Model Overview
The santhosh-m/ocr2-sft-lora-merged-v2 is a 1.5 billion parameter instruction-tuned language model based on the Qwen2 architecture. Developed by santhosh-m, this model was finetuned from unsloth/qwen2.5-coder-1.5b-instruct-bnb-4bit using the Unsloth library, which enables faster training, and Huggingface's TRL library. It features a substantial context length of 32768 tokens.
Key Characteristics
- Architecture: Qwen2-based, instruction-tuned.
- Parameter Count: 1.5 billion parameters, offering a balance between performance and efficiency.
- Training Efficiency: Utilizes Unsloth for accelerated finetuning, indicating potential for rapid adaptation to specific tasks.

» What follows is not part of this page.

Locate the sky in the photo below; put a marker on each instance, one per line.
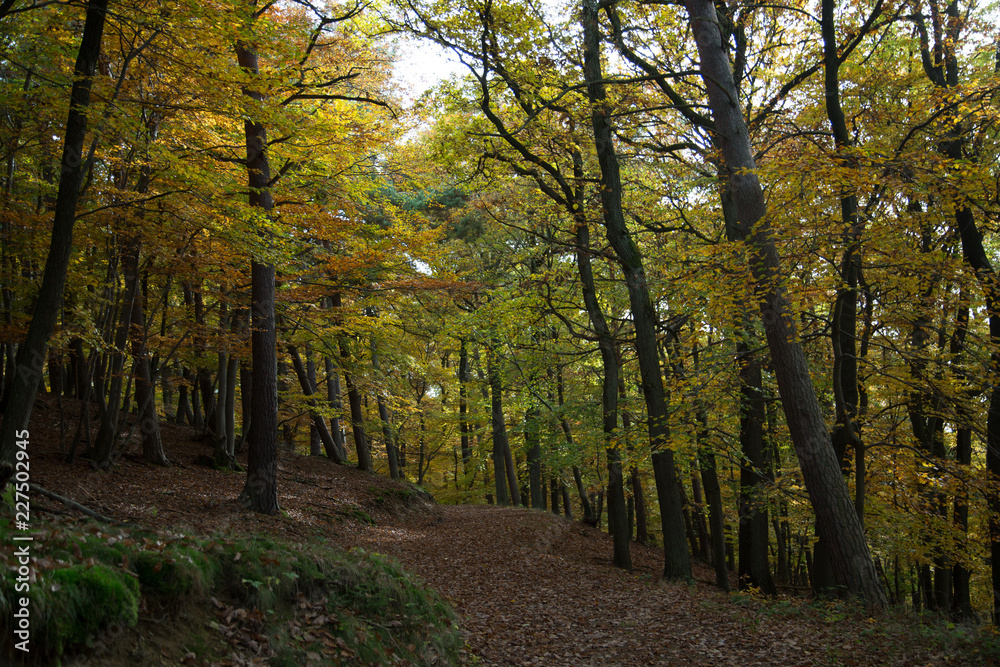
(423, 64)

- Context Length: Supports a 32768 token context window, allowing for processing longer inputs and maintaining conversational coherence over extended interactions.
Potential Use Cases
- Resource-constrained environments: Its 1.5B parameter size makes it suitable for deployment where computational resources are limited.
- Applications requiring long context: The 32768 token context length is beneficial for tasks involving extensive documents or detailed conversations.
- Further finetuning: As an instruction-tuned model, it can serve as a strong base for additional domain-specific finetuning.